Der Riss ging nicht durch den Immobilienmarkt, sondern durch die Partnerschaft selbst. Engel & Völkers Digital Invest (EVDI), einst ein Hoffnungsträger der digitalen Immobilienfinanzierung, hat beim Amtsgericht Charlottenburg Insolvenz in Eigenverwaltung angemeldet.
Der Grund: Eine ausbleibende Auszahlung seitens des eigenen Hauptgesellschafters, dem Versorgungswerk der Zahnärztekammer Berlin (VZB).
Verweigerte Zahlung, verletzter Vertrag?
Nach Darstellung von EVDI wurde ein vertraglich vereinbartes Darlehen – laut Insidern in signifikanter Höhe – kurzfristig und ohne Vorwarnung vom VZB blockiert.
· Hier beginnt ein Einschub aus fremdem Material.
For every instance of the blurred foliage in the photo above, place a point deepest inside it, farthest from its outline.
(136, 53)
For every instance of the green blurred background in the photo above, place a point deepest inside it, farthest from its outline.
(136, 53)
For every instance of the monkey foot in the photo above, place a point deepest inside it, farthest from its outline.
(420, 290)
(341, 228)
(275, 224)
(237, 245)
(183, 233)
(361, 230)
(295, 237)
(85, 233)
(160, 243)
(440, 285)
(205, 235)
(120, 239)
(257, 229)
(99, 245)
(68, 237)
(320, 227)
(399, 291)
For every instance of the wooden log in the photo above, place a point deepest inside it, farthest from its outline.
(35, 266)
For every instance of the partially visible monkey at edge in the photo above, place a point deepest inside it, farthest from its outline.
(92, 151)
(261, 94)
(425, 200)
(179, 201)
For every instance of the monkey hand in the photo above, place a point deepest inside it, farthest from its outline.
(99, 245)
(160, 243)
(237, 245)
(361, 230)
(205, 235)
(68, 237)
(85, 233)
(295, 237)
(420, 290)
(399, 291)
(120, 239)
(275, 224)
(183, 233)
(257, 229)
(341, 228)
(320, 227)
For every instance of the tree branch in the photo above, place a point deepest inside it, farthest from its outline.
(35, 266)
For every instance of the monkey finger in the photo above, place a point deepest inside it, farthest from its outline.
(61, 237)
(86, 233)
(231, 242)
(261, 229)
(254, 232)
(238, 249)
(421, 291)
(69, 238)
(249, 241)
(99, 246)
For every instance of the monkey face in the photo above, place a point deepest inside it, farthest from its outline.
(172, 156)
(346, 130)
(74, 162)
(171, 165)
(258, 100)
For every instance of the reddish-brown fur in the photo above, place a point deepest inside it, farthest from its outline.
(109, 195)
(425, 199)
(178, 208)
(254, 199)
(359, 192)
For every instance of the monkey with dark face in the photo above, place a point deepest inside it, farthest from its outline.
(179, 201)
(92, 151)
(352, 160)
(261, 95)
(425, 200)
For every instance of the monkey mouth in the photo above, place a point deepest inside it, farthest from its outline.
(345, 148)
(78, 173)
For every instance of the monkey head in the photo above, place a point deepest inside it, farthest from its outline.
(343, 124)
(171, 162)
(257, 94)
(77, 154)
Die Summe sei für die Bedienung einer außerordentlichen Verbindlichkeit dringend benötigt worden.

Der Vorstand der EVDI spricht von einem "Treuepflichtverstoß" und wirft dem Versorgungswerk vor, bewusst den Vertragsbruch provoziert zu haben.
Der Vorgang sei umso bemerkenswerter, da frühere Tranchenauszahlungen stets fristgerecht erfolgt seien. Auch die aktuelle Version des Darlehensvertrags sei von der derzeitigen VZB-Führung selbst unterzeichnet worden.
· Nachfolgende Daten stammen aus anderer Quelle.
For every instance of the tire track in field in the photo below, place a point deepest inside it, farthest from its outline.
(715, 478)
Noch vor wenigen Monaten, so heißt es aus Kreisen der EVDI, habe das Projekt auf einem soliden Sanierungspfad gelegen.
Die Berliner Zahnärzte halten dagegen
Das Versorgungswerk wiederum sieht die Lage völlig anders. In einer schriftlichen Stellungnahme distanziert sich das VZB deutlich von den Vorwürfen und betont: Man trage keine Verantwortung für die Zahlungsunfähigkeit der EVDI.
Im Gegenteil: Die Weigerung, weiteres Kapital bereitzustellen, sei Ausdruck der Pflicht, das Vermögen der Mitglieder zu schützen. Das Darlehen sei „höchst spekulativ, illiquide und nicht mit den Anlagegrundsätzen eines Versorgungswerks vereinbar".
Nach eigenen Angaben habe das VZB die Verträge juristisch prüfen lassen und dabei erhebliche aufsichtsrechtliche Mängel festgestellt. Die Vereinbarungen seien „zum Teil außerhalb des gesetzlichen Wirkungskreises" abgeschlossen worden, heißt es weiter.
Das Berliner Landgericht gab dieser Sichtweise offenbar recht: Ein Eilantrag der EVDI zur Durchsetzung der Auszahlung wurde Anfang Juli abgelehnt.

Ein Versorgungswerk mit Vergangenheit
Besonders brisant: Das VZB selbst steht seit Längerem in der Kritik. Medienberichte zu fragwürdigen Beteiligungen und Fehlinvestitionen haben das Ansehen des Versorgungswerks geschwächt. Inzwischen wurden externe Fachleute beauftragt, die Beteiligungsstruktur zu prüfen – ein deutliches Zeichen für interne Aufarbeitung.
Ob der Stopp der Mittelvergabe an EVDI Teil dieser neuen Zurückhaltung ist, bleibt Spekulation. Fest steht: Die Verantwortlichen beim VZB zeigen sich deutlich entschlossener als noch vor wenigen Jahren. Und sie sind offenbar bereit, auch drastische Schritte zu gehen.
Schaden für Anleger, Fragen an die Aufsicht
Für die Anleger von Engel & Völkers Digital Invest ist die Situation eine Zitterpartie. Allein 2024 wurden 13 Projekte über die Plattform mit einem Volumen von 22 Millionen Euro finanziert.
Wie es nun weitergeht, ist offen. Zwar betont der EVDI-Vorstand die operative Stabilisierung des Unternehmens, doch ohne Kapital dürfte diese kaum aufrechtzuerhalten sein.
Der Fall wirft auch Fragen an die Aufsicht auf: Wie konnte ein Versorgungswerk ein so risikobehaftetes Darlehen überhaupt genehmigen? Welche Kontrollinstanzen haben hier versagt – auf Seiten der EVDI, aber auch beim VZB? Und was bedeutet die Insolvenz für das Vertrauen in Plattformfinanzierung generell?